Features
EMI Restructures While Hands Meets Citi
Newly appointed EMI Group chief exec Roger Faxon sent staff a six-page memo on Sept. 7 detailing the company’s latest round of restructuring, just as owner Guy Hands was to meet with Citibank officials in a last-ditch effort to resolve their legal tussle.
Faxon will take personal command of the North American region, where Colin Finkelstein becomes chief operating officer, while Europe and the rest of the world will be overseen by David Kassler. Nestor Casonu will be chief exec for Latin America.

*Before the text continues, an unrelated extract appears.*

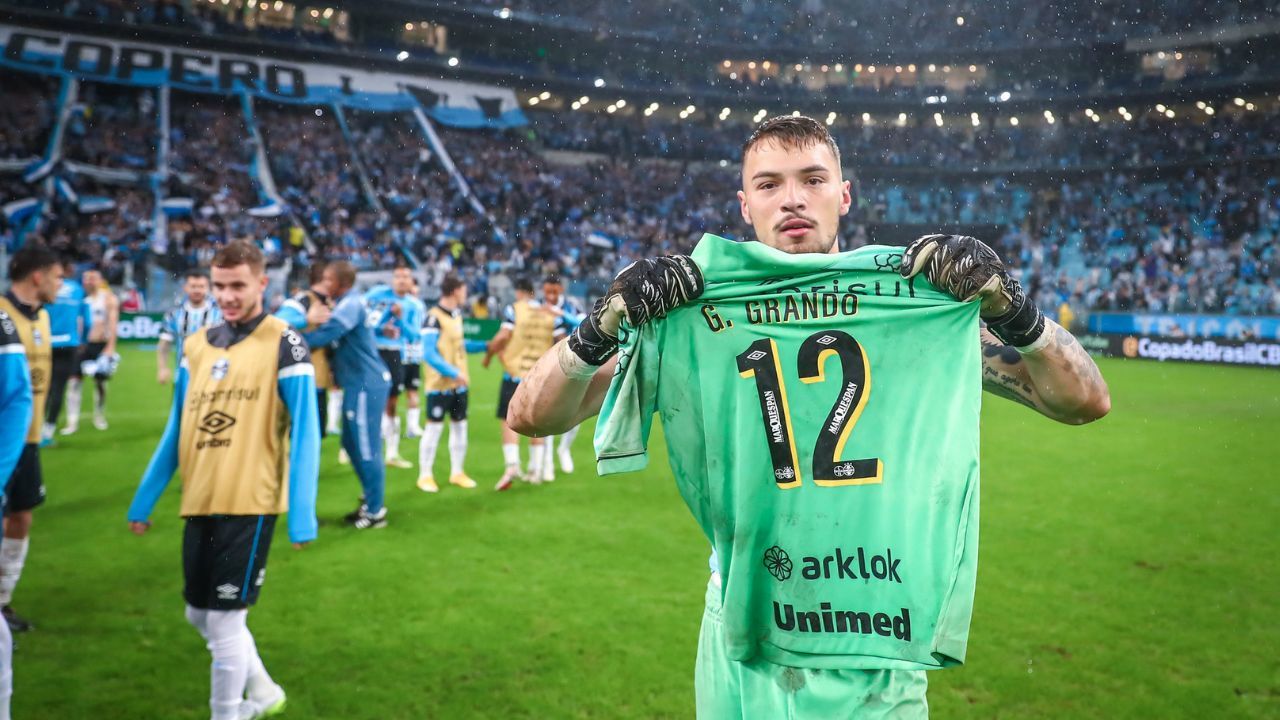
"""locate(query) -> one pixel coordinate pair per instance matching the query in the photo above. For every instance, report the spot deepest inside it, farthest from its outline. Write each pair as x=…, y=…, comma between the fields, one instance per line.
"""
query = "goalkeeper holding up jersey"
x=821, y=413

EMI Music Publishing chief ops officer Leo Corbett has been promoted to hold the same position for the EMI Group, and former IT exec Jim Brady will head up a new office of strategy management.
Ronn Werre, chief ops officer for North America and Mexico, North American president for new music Nick Gatfield, and Billy Mann, president of new music-international and global artist management at EMI Music, are all on the way out.

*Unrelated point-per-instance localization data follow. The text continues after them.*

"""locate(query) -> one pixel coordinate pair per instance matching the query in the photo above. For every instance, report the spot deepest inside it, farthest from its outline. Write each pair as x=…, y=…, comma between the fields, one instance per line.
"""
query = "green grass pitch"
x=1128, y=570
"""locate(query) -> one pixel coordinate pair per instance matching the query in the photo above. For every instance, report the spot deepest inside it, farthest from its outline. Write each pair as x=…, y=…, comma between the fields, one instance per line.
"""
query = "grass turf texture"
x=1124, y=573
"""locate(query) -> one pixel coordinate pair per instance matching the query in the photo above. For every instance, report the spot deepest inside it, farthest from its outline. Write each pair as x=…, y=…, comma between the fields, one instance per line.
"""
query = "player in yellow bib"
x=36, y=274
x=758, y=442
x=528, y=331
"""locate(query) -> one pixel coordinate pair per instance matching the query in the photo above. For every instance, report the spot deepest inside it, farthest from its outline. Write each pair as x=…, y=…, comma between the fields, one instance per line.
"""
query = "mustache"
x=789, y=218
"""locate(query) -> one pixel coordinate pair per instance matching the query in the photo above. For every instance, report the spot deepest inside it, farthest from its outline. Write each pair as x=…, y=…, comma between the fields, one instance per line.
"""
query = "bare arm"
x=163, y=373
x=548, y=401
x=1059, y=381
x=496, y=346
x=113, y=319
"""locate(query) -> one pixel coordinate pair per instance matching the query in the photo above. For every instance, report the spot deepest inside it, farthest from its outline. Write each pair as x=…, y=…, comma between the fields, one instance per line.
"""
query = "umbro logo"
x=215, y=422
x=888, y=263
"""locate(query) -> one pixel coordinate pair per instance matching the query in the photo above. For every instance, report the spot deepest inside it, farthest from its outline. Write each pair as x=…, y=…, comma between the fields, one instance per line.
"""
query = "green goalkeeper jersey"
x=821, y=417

As for Hands’ meeting with the bankers, Britain’s business writers weren’t expecting the meeting to be a long one, largely because the UK private equity firm that bought EMI and the banker that lent it most of the money to do so are an ocean apart in their views on the lead up to the sale.
The court papers filed by Terra Firma, Hands’ private equity firm, claim Citigroup misled the company by claiming another buyer was interested, forcing up the price.
The submission also said Citigroup gained financially from both sides by working for EMI as well as Terra Firma. It claims that once the sale was completed, Citigroup forced EMI to breach its lending agreements in a bid to get control of the company.
Terra Firma claimed Citigroup executive Chad Leat went as far as to say “Guy stepped into one of the highest-profile piles of doo-doo out there.”
Citi, which lent Hands’ Terra Firma £3 billion of the £4.2 billion it needed to do the EMI deal, denies any wrongdoing. In its own submission, also filed Sept. 7, Citigroup argues there is no case to answer.
It believes a trial scheduled to start next month should not proceed because there is no evidence worthy of being tested in court. Hands is seeking billions in compensation from Citigroup. EMI’s current debt to Citi is around £3billion.
A court defeat for the bank could do untold damage to its reputation, while a defeat for Hands may well see him lose control of the UK’s only remaining major music company.
Even with the stakes being that high, UK business analysts don’t expect the mediation process will see either side give an inch.